FIG. 16A shows the results of measuring the change over time in the amount of juice collected by natural drooling in the raw material short-term decomposition test. In addition, this graph is the figure which plotted the average of the liquid volume measurement value of 3 series, respectively. In the manR- OE strain and the xlnR- OE strain, the amount of recovered juice was larger than that in the control strain. In manR - xlnR- OE, more sap was collected than in the manR- OE strain and xlnR- OE strain.

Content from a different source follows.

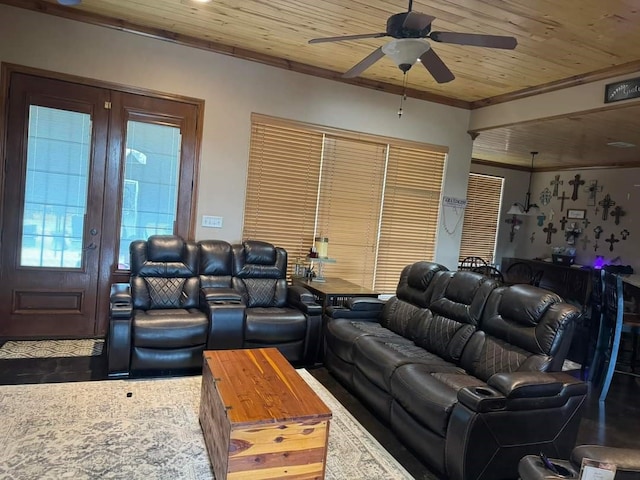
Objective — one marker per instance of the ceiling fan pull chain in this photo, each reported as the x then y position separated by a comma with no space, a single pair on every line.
403,97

From this, it was confirmed that the double forced expression of manR and xlnR has an effect on the amount of sap collected by natural dripping in the short-term decomposition of the soy sauce raw material. In addition, FIG. 16B shows the weight of the recovered liquid after 4 hours from the start of filtration, in which the amount of recovered liquid juice did not increase. According to this result, in the manR- OE strain and the xlnR- OE strain, both of the specimens in which the effect of forced expression of the transcriptional regulatory factor is markedly observed and the specimen that is not so effective are observed, as in the case of the moromi viscosity. -In the xlnR- OE strain, the weight of the recovered solution was stably increased.

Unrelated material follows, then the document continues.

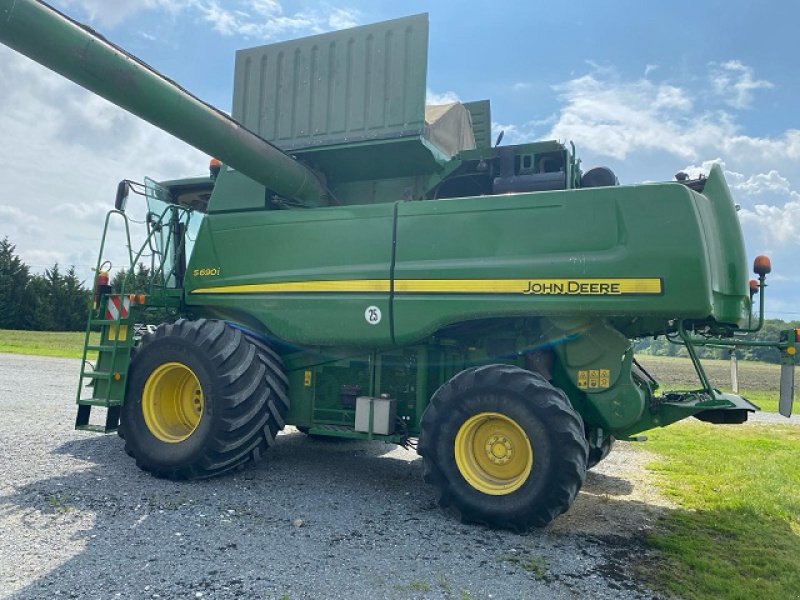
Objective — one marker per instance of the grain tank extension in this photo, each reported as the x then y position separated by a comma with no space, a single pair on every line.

The data of this example were obtained by directly examining the decomposition of defatted soybean and wheat, which are the raw materials of soy sauce, in a situation where a high concentration of salt exists, and this confirmed that the effectiveness was confirmed. It is considered that there is a high possibility of being effective in the actual soy sauce manufacturing process. From this data, it is considered that the manR - xlnR - OE strain is also useful when a plant-derived material is decomposed in a short period of time in the presence of salt to produce a soy sauce-like seasoning liquid.

-Verification of the effect of manR - xlnR double forced expression in Aspergillus soja NBRC4241 strain line The data shown in Examples 2 to 3 are all data obtained with derivatives of Aspergillus soja NBRC4239 strain. In the case of Aspergillus genus fungus, even if it is the same genus, there may be no effect when gene forced expression is carried out in different strains.
Therefore, it was verified whether manR - xlnR double forced expression was effective even when a strain of Aspergillus soja NBRC4241 strain, which is a different series from NBRC4239 strain, was used as a host.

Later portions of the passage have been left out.